Nog tot en met 1 september kan je in Watou het jaarlijkse Kunstenfestival bezoeken. Deze editie 2024 heb ik een tiental dagen geleden bezocht. Voor mij is het een van de betere edities zonder merkwaardige uitschieters, maar wel met heel veel kwaliteit. Het thema van deze zomer is 'Landscape of the imagination'... (waarom dit in het Engels moet is mij een raadsel, alsof 'landschap van verbeelding' niet zou passen????). Verbeelding en landschap: de twee elementen die woord en taal en teken en beeld krijgen in deze uithoek van Vlaanderen. Wie regelmatig het kunstenfestival bezoekt ziet in de verschillende lokalen beelden en/of woorden terug uit vorige jaargangen. Elke locatie krijgt zo meerdere lagen die resoneren.

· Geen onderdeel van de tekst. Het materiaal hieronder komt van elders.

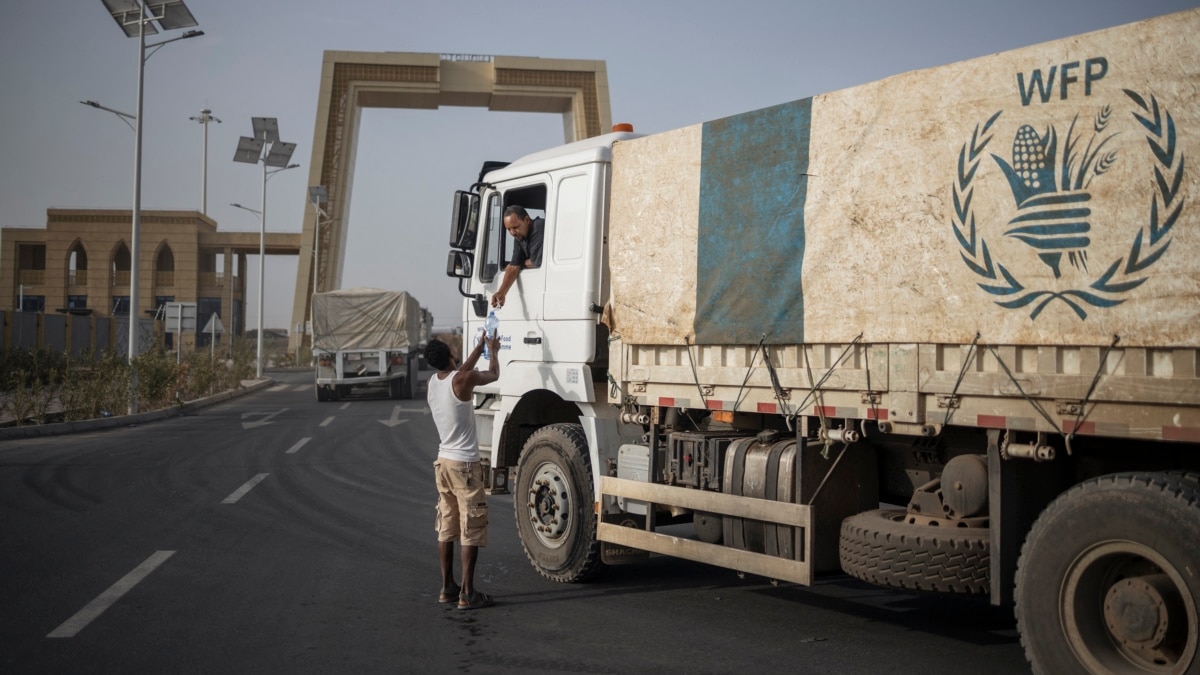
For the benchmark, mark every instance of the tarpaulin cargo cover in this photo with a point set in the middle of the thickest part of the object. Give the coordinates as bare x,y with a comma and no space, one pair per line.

In het aanbod van dit jaar nodigen vele verzen en vele beeldende kunstwerken ook uit om te zoeken naar de verschillende lagen.
In het festivalhuis is dit ook zo bij de kamer die een hommage brengt aan de stichter van de toenmalige poëziezomers, de in april laatst overleden Gwy Mandelinck. Vanuit een grote foto kijkt de overledene ons toe en je hoort nog even zijn stem bij het voorlezen van een gedicht, dat een antwoord krijgt in een nieuw vers van Paul Demets. De twee dichters schrijven vanuit hun eigen tijdsgewricht en dit generatieverschil proef je ook in hun benadering van eenzelfde fenomeen. In je verbeelding zie je al door de ogen van twee dichters van twee generaties het landschap van de nacht...
Hier deze twee gedichten om te lezen en herlezen en te ontdekken wat de Nederlandse dichter Martinus Nijhoff ooit zei: lees maar, er staat niet wat er staat.
DAT ER STERREN
Dat er sterren boven ons gespijkerd staan,
dat het hamert in ons hoofd;
de wereld ons te buiten gaat alsof men
op het kookpunt van het water naar
ons fluit; wij van dorst vergaan,
dat je een hand verheft
die voor een zee van tijd het zoute
van het zoete water scheidt.
(Gwy Mandelinck)
GEEN STERREN
We zien geen sterren aan de hemel. We bekijken
hyperobjecten met andere parameters.
Op de aardkorst ligt een laagje mens te zonnen.
We wentelen ons in het zand, vinden
contouren. Er moeten lichamen ons vooraf
zijn gegaan. We geloven niet dat we iets
achter ons zullen laten. Geen man, geen vrouw,
maar hartslag. In het water vloeien we samen:
adem van het water, in de bodem diep gebons.
De hitte kan ons niet weerhouden van het kijken.
Naakt wachten we op de totale verduistering. We merken
geen sterren aan de hemel. Veel is zonder ons.